The main problem, as in the previous school isochrone study, are areas where there is no road network. In the case of schools, this meant unmapped countryside, which will get funny results. In the case of Helsinki, the road network is very well mapped.
Therefore, the only areas with spurious polygons are those which have *no* network and access. The most obvious example of these, of course, are the sea and bays Helsinki is known for. Essentially, we would need extra layers (where are the seas? where are other unaccessible areas?) to cut the resulting isochrones with to get results that look more sensible. The airport, similarly, is out of bounds, but the polygons may extend there due to lack of data. The instructions contain more details on this behavior; essentially, GraphHopper triangulates the whole surface based on the path network.
Unlike some methods that are based on the walked paths and assume areas outside the networks may not be accessed, GraphHopper assumes the area between the paths can be accessed. Which assumption is more correct really depends on the case.
This is really a question of what an isochrone polygon means, i.e. what does it mean to have access to a place next to a path? How far from the path can be accessed? The only results an isochrone calculation ever returns are the graph edges that have been reached. Building the surrounding polygon from those points is always pure guesswork, based on what is required from the results. Some cases might require a path be within 50 meters; in this case, larger blocks may contain population that is outside the isochrone. Some cases might require a path to be much closer or much farther away, and still should be contained within the isochrone.
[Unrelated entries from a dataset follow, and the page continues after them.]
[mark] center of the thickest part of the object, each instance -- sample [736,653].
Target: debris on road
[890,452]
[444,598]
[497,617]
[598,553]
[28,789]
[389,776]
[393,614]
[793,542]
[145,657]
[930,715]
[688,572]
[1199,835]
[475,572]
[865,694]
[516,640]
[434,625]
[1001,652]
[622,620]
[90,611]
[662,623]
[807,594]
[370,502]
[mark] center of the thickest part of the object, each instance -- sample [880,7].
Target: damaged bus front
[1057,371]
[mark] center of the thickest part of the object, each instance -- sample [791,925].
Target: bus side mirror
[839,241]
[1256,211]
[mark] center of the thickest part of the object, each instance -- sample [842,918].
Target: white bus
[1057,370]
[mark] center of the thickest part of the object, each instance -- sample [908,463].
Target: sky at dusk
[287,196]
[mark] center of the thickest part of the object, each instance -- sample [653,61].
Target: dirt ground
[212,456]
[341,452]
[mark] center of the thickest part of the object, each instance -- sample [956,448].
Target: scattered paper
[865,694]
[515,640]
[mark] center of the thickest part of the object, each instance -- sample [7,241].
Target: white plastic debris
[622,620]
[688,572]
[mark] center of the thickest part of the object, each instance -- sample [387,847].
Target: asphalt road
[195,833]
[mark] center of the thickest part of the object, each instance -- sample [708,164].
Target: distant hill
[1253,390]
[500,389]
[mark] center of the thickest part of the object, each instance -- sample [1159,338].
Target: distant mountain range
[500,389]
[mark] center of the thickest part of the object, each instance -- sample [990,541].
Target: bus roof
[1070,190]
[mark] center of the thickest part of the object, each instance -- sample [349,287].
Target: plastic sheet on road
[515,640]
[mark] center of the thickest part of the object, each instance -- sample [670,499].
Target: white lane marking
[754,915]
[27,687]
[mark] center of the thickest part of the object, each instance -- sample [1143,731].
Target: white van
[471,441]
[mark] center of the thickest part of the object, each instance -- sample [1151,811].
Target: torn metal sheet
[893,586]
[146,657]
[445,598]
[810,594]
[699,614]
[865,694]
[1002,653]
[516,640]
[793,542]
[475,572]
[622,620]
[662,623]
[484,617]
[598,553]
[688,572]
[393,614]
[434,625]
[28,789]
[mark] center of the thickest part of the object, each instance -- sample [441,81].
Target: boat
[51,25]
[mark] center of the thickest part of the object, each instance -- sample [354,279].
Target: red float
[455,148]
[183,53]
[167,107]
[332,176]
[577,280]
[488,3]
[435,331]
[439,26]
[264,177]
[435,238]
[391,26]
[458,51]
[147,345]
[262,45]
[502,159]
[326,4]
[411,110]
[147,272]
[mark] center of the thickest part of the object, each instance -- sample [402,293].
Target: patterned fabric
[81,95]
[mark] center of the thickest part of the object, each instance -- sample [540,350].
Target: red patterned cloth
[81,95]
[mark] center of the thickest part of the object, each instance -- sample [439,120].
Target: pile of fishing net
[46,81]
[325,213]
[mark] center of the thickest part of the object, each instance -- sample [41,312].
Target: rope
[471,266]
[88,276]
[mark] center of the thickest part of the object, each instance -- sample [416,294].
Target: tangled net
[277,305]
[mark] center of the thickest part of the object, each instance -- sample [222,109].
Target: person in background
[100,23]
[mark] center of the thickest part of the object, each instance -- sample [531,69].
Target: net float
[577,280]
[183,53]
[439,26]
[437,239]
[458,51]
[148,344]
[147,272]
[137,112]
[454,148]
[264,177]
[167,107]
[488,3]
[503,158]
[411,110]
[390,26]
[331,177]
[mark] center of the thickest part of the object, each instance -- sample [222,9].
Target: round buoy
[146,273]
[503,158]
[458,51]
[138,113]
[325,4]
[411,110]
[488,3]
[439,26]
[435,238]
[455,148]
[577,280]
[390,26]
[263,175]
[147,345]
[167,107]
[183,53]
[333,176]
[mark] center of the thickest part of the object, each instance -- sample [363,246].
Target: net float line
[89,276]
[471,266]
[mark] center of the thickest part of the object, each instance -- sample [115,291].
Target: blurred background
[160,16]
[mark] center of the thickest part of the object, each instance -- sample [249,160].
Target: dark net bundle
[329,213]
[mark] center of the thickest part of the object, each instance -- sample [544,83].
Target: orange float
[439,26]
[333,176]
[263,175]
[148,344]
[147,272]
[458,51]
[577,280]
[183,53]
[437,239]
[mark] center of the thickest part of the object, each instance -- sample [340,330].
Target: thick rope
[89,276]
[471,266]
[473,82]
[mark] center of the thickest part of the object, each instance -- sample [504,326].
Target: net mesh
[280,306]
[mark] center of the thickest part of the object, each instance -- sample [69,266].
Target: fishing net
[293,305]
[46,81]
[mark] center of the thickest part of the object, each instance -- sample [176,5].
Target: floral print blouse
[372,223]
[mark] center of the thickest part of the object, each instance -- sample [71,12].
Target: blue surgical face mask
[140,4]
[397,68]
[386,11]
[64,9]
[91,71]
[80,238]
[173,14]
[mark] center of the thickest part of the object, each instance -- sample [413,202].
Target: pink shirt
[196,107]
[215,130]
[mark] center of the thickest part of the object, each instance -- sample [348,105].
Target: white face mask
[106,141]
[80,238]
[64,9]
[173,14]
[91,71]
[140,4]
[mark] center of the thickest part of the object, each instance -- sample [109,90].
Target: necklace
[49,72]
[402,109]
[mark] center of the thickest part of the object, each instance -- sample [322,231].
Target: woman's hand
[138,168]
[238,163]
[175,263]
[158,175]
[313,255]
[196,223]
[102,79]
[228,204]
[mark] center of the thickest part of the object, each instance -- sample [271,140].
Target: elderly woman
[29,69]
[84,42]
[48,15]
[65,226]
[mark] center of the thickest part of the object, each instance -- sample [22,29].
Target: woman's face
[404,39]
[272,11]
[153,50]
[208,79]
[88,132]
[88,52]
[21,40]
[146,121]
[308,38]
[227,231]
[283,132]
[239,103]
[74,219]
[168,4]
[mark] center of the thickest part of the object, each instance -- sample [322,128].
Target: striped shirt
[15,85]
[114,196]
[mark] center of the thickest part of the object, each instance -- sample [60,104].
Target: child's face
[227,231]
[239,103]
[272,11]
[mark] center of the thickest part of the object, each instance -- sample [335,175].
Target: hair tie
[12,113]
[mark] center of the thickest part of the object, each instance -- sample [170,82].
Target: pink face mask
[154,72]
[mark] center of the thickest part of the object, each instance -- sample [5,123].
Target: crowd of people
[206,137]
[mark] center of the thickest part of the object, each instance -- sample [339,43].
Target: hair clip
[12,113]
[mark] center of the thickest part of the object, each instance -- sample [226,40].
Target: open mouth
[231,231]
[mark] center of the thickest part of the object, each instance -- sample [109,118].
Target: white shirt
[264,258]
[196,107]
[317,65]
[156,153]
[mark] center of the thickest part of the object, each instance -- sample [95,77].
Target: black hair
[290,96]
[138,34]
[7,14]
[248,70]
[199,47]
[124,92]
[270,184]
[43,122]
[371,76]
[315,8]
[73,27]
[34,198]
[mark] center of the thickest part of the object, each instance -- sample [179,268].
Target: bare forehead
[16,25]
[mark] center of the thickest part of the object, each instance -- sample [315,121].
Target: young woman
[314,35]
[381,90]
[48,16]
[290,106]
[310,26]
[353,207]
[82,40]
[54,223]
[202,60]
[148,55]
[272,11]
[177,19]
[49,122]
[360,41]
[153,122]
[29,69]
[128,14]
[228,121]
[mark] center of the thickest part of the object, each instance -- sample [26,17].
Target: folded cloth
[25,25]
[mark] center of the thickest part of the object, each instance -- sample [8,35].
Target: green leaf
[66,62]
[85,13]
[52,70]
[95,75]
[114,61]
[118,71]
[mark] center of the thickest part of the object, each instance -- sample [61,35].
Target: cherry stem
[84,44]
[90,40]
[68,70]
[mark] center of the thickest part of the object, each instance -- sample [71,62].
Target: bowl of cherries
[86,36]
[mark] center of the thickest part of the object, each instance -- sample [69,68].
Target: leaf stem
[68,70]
It all depends on how dense the path network is, which are the areas outside the path network we want to be able to access, and which areas outside the path network we don’t want access to. That will have to be defined first, to get isochrones with the desired properties. No single isochrone calculation method is ever the absolute truth, because physical reality is not a graph of paths. More data may always be added to improve the accuracy for each desired purpose.
Personally, the most interesting study for me would be to extend this methodology to all existing and future tram and light rail platforms in the Helsinki region. The data is already there for the taking.
Such a study would nicely complement the heavy rail platforms considered here; the regional and also City of Helsinki goal is to zone next to light or heavy rail as much as possible, so the heavy rail access detailed here is only a part of the equation. Even large areas of downtown, including many of the most populated neighborhoods in the city, lie outside the heavy rail network, and the light rail network in Helsinki is rapidly extending to meet the demands of the growing city.